Do this and we get the 50 rows we expect:
select count(*) from t
connect by level <= length ( c2 ) / 10
and ( prior c1 = c1 or prior sys_guid() is null );
COUNT(*)
----------
50
As you're on an up-to-date version of 19c, you could improve this further using SQL macros! In effect, these enable you to create parameterized views.
So you can create a function that accepts the filter criteria for TAB_B and applies this in the START WITH clause of the CONNECT BY. Use START WITH instead of WHERE because this filters the data
before creating the tree.
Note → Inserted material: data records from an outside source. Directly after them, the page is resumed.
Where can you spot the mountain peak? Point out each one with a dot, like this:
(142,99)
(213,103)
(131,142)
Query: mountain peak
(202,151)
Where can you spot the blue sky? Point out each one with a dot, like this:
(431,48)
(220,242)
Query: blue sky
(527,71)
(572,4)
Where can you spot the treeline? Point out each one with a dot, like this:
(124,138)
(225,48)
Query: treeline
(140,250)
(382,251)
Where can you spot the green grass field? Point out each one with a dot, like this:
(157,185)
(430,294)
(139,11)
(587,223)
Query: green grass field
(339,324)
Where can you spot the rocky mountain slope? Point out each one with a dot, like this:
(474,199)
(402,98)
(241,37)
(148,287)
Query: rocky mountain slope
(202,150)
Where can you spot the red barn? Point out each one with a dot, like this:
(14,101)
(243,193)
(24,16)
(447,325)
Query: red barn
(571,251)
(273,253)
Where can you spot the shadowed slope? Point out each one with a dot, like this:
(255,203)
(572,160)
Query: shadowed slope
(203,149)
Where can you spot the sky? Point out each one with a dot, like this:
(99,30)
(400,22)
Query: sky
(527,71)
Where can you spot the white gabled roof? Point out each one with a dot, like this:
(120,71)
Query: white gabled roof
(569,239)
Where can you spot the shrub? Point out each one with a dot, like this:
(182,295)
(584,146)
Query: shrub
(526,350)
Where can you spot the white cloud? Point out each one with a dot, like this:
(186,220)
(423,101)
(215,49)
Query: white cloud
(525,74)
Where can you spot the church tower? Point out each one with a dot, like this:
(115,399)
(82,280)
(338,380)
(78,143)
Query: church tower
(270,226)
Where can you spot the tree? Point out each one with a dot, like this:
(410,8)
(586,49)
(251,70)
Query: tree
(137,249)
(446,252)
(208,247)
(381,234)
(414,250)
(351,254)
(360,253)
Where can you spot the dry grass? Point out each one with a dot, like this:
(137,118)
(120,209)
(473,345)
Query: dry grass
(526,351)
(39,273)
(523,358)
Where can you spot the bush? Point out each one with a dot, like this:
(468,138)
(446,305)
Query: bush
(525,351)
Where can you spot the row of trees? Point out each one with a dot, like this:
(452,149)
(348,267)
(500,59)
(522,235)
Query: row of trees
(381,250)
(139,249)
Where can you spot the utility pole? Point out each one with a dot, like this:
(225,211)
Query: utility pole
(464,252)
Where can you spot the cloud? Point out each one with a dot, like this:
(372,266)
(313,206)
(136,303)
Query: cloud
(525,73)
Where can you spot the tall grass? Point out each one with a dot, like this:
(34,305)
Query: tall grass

Using WHERE it'll generate the data for every row in the table, then filter to those rows you want.
Here's a quick example:
create or replace function split_rows (
tab_id integer
) return clob sql_macro as
stmt clob;
begin
stmt := q'[
select * from t
start with c1 = tab_id
connect by level <= length ( c2 ) / 10
and ( prior c1 = c1 or prior sys_guid() is null )
]';
return stmt;
end;
/
select * from split_rows ( 1 );
/*
C1 C2
---------- -----------------------------------------------------------
1 line 11111 line 2222 line 3333 line 4444 line 5555
1 line 11111 line 2222 line 3333 line 4444 line 5555
1 line 11111 line 2222 line 3333 line 4444 line 5555
1 line 11111 line 2222 line 3333 line 4444 line 5555
1 line 11111 line 2222 line 3333 line 4444 line 5555
*/
You'll need to update the code to pass the necessary parameters, so this may be something to consider later in the migration.